Introduction: Refined tools are needed to precisely ascertain the diagnosis of tuberculosis (TB) at death, especially in low-income countries. This study evaluated the burden of TB in a series of patients who died in a tertiary referral hospital in sub-Saharan Africa using an in-house real-time PCR (TB-PCR) and the Xpert MTB/RIF Ultra (Xpert Ultra) assay. Methods: Complete diagnostic autopsies were performed to a series of 54 children, 57 maternal deaths and 112 other adults occurring at the Maputo Central Hospital, Mozambique. TB-PCR was performed in all lung samples and all cerebrospinal fluid and central nervous system in HIV-positive patients. All samples testing positive for TB-PCR or showing histological findings suggestive of TB were analyzed with the Xpert Ultra assay. Results: The post-mortem evaluations identified TB as the cause of death in 31/223 (13.9%) patients: 3/54 (6%) children, 5/57 (9%) maternal deaths and 23/112 (21%) other adults.

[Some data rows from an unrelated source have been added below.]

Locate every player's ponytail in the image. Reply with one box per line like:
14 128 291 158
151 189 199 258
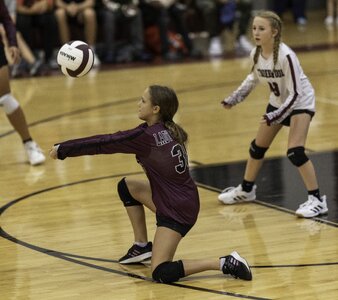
251 11 283 71
149 85 188 145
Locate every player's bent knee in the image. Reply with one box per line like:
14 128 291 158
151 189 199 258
287 147 309 167
152 260 185 283
117 177 142 206
249 140 269 159
0 94 20 115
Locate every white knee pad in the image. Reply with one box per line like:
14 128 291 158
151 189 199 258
0 94 20 115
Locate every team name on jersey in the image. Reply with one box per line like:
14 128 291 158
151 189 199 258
257 69 284 78
153 130 173 146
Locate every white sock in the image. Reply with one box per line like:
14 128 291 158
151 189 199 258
134 242 148 247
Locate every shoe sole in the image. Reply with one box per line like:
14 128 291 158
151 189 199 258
230 251 252 280
119 252 152 265
296 209 329 218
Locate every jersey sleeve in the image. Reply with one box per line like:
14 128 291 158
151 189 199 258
0 0 17 46
264 54 302 125
223 72 258 106
56 125 151 160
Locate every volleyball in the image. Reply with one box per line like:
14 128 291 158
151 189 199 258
56 41 94 77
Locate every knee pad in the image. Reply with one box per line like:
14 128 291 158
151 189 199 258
249 140 269 159
287 147 309 167
117 177 142 206
0 94 20 115
152 260 185 283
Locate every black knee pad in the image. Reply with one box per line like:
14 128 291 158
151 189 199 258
153 260 185 283
249 140 269 159
287 147 309 167
117 177 142 206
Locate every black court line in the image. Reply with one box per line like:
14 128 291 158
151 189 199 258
0 172 270 300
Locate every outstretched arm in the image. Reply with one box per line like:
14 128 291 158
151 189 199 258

The main clinical diagnosis given by the clinician in charge of the patient had a sensitivity to detect TB as cause of death of 19.4% (95% CI: 7.5-37.5) and a specificity of 97.4% (94.0-99.1). Concomitant TB (TB disease in a patient dying of other causes) was found in 31 additional cases. In 18 patients, M. tuberculosis DNA was identified by TB-PCR and Xpert Ultra in the absence of histological TB lesions. Conclusions: The use of highly sensitive and easy to perform molecular tests in complete diagnostic autopsies may contribute to identify TB cases at death that would otherwise have been missed. The clinical diagnosis made by physicians has a poor sensitivity for the diagnosis of TB at death.